Hello, is the backend local?

If it is local, checksum mismatch means data inconsistency. Generally, this happens when there is data in the table before importing, or if the process fails midway and there is no breakpoint resume or the table is not cleared. In this case, the best method is to clear the table and re-import.

| username: buchuitoudegou | Original post link

Currently, Lightning has pre-checks (starting from version 5.3). If the increment mode is not set, the table cannot have data; if there is data, it will report an error directly before importing. So, it is generally not due to this reason.

Additionally, a checksum mismatch indicates that some errors occurred during the import process (most likely due to duplicate data). Although there is data in the table, since this data is inconsistent with the data you want to import, it is still better to understand it as an import failure.

You can refer to this document to solve your problem: TiDB Lightning 错误处理功能 | PingCAP 文档中心

| username: seiang | Original post link

There is a way to help locate inconsistent data.

You can import the same CSV data into MySQL and check if the number of imported records is the same.

Then use sync-diff-inspector to compare the consistency of the data between the MySQL table and the TiDB table. This tool will list inconsistent data and counts, etc.

For more details, refer to: sync-diff-inspector 用户文档 | PingCAP 文档中心

| username: TiDBer_zfadduuq | Original post link

It’s local, and the number of data entries is different, so the data must be different. The main issue is that the data is too large to compare entry by entry.

| username: Hacker007 | Original post link

If the impact is minimal, just leave it. If the impact is significant, re-import it.

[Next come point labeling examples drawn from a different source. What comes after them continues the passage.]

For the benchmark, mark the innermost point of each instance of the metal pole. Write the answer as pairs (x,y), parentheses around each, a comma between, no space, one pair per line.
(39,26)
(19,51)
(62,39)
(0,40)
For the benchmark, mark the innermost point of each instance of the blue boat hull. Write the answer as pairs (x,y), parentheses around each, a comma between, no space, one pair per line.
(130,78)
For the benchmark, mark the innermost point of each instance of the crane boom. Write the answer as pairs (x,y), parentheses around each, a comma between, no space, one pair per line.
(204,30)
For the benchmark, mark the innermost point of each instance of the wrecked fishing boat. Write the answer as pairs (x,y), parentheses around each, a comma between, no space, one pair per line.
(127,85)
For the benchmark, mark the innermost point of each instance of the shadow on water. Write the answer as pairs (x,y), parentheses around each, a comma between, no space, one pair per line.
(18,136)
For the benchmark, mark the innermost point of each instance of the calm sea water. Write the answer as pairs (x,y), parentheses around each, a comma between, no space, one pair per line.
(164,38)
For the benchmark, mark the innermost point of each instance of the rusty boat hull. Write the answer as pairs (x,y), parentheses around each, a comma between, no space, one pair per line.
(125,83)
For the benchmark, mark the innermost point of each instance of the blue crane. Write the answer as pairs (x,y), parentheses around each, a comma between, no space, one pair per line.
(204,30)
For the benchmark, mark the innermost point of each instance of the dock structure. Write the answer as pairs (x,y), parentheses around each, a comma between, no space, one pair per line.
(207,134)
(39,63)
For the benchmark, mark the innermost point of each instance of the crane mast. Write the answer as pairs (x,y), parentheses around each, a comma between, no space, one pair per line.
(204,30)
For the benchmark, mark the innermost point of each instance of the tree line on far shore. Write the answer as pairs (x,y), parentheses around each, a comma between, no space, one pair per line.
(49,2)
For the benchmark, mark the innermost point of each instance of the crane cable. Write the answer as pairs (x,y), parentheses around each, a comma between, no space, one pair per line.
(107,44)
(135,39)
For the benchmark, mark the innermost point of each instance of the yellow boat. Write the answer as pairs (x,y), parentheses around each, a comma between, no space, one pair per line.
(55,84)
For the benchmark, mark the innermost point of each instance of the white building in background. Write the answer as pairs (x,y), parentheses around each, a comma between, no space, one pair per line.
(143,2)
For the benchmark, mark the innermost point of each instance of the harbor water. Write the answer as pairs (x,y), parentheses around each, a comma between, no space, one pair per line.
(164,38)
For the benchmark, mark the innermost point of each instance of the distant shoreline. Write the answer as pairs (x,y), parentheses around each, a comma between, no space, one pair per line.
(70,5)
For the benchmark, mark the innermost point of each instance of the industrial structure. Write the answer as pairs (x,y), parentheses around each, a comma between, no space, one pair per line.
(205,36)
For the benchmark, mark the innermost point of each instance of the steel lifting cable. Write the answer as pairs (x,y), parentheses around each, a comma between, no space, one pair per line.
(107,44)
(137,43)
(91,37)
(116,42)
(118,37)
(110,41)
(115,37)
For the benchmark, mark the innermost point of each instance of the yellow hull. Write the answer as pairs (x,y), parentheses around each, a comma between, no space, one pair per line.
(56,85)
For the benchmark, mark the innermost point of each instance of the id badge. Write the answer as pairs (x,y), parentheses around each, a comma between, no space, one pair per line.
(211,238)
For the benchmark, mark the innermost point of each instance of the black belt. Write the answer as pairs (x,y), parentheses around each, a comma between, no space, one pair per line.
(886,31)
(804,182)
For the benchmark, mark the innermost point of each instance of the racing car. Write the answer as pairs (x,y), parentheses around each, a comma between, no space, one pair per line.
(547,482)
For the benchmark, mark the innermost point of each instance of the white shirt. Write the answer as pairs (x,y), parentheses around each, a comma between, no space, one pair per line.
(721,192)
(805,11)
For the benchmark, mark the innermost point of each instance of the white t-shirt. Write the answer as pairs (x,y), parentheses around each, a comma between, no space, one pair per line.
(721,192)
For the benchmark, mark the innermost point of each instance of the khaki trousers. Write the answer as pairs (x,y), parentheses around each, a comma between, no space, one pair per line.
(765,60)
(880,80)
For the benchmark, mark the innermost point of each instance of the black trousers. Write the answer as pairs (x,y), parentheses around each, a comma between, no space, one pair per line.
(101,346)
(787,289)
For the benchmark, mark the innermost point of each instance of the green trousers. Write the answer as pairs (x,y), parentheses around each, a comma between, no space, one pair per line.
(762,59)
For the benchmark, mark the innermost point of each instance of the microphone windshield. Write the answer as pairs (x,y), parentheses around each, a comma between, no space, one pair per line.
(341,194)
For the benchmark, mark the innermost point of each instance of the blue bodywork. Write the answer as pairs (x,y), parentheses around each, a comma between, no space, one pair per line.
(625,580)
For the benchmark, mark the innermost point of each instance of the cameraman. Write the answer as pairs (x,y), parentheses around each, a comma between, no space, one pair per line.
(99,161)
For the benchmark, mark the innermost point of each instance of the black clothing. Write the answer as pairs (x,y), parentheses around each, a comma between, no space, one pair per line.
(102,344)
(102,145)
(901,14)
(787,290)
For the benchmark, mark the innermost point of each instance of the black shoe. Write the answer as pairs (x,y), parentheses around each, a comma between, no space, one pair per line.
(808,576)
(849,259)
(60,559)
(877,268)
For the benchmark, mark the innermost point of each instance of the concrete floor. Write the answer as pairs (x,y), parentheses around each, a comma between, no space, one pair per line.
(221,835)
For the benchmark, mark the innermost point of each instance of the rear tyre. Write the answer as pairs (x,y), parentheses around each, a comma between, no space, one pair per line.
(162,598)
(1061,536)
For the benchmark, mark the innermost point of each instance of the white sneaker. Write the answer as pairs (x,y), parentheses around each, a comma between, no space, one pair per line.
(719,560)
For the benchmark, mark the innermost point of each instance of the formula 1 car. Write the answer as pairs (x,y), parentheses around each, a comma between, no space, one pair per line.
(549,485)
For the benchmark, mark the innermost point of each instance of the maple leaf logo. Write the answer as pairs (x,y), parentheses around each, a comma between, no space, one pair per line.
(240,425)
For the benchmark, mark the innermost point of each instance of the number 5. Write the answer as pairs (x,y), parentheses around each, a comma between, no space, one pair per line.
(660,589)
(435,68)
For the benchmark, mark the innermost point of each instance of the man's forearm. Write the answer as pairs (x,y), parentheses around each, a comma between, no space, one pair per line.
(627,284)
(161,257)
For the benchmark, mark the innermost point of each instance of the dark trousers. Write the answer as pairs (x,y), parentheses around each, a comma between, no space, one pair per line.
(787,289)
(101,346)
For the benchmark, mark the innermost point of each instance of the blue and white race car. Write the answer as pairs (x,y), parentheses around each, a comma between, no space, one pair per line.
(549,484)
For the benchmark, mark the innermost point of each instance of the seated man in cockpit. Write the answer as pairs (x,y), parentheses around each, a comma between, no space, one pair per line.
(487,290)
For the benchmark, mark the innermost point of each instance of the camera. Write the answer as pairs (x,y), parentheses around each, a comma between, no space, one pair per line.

| username: tidb狂热爱好者 | Original post link

First, repeatedly import select distinct into the new table.

| username: tidb狂热爱好者 | Original post link

First, import using “SELECT DISTINCT INTO” a new table. This way, you can ignore duplicate data in just two steps.

| username: system | Original post link

This topic was automatically closed 1 minute after the last reply. No new replies are allowed.